Rather than requiring analysts to navigate a graphical interface manually, the COM layer allows a locally running AI agent to accept natural language prompts and translate them into automated disassembly tasks. Use cases demonstrated include decompiling functions and building call graphs on demand, effectively replacing repetitive manual workflows with agent-driven automation.

The architecture carries a notable privacy benefit: because both the AI agent and the disassembler operate on the same local machine, sensitive binaries are never transmitted to an external service or cloud endpoint. This addresses a significant barrier to AI adoption in environments where strict data-handling requirements apply.

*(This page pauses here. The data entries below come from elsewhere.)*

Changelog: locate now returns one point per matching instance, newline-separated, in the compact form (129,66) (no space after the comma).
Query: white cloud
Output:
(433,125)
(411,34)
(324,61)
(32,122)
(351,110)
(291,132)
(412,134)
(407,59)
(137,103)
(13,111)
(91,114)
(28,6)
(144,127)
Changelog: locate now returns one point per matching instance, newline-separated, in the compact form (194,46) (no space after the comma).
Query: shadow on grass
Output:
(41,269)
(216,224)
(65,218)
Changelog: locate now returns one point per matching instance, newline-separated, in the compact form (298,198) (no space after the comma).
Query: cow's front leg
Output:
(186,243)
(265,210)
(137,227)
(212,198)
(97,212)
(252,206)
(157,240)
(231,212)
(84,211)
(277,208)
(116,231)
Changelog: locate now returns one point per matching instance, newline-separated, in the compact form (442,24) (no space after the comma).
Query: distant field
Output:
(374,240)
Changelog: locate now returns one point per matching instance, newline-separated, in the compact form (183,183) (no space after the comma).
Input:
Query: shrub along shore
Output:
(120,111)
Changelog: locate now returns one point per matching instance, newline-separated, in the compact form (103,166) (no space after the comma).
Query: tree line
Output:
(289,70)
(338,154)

Broader Implications for Security Tooling

Talos frames the technique as a general architectural principle rather than a vbdec-specific feature. Any analysis tool that holds structured data behind a GUI can, in theory, be similarly instrumented through COM or other inter-process communication (IPC) protocols to support agentic automation. The researchers argue this allows teams to build custom workflows immediately, without waiting for vendors to ship new features.

Recommendations

  • Tool developers should expose application data through external scripting interfaces such as COM or equivalent IPC mechanisms.
  • Teams analyzing VB6 binaries can enable remote scripting in vbdec and direct a local AI agent at the provided operator briefing to begin automating tasks.
  • Security teams should adopt this paradigm to offload repetitive, high-volume grunt work to agents, reserving analyst attention for higher-order interpretation and decision-making.

Other Notable Stories This Week

In brief, several other stories surfaced in the Talos weekly roundup worth flagging for security teams:

  • ShinyHunters and the Council of Europe: The threat actor added the Council of Europe to its Tor-based leak site, claiming to hold more than 297 GB of stolen data.
  • Fortinet credential harvesting: A large-scale espionage operation has reportedly compromised more than 30,000 internet-facing Fortinet firewalls and VPN gateways across nearly 200 countries.
  • Fileless Phantom Stealer: A memory-resident infostealer targeting browser credentials has been identified, incorporating multiple anti-analysis techniques to evade detection.
  • FIFA World Cup stream vulnerability: A researcher reported gaining full control over internal FIFA TV streams due to a basic security flaw in internal platforms.
  • FBI Kinetic Cyber Range: The FBI’s purpose-built simulated town, opened in February 2025, is now operational for practicing real-world cyberattack scenarios against physical infrastructure.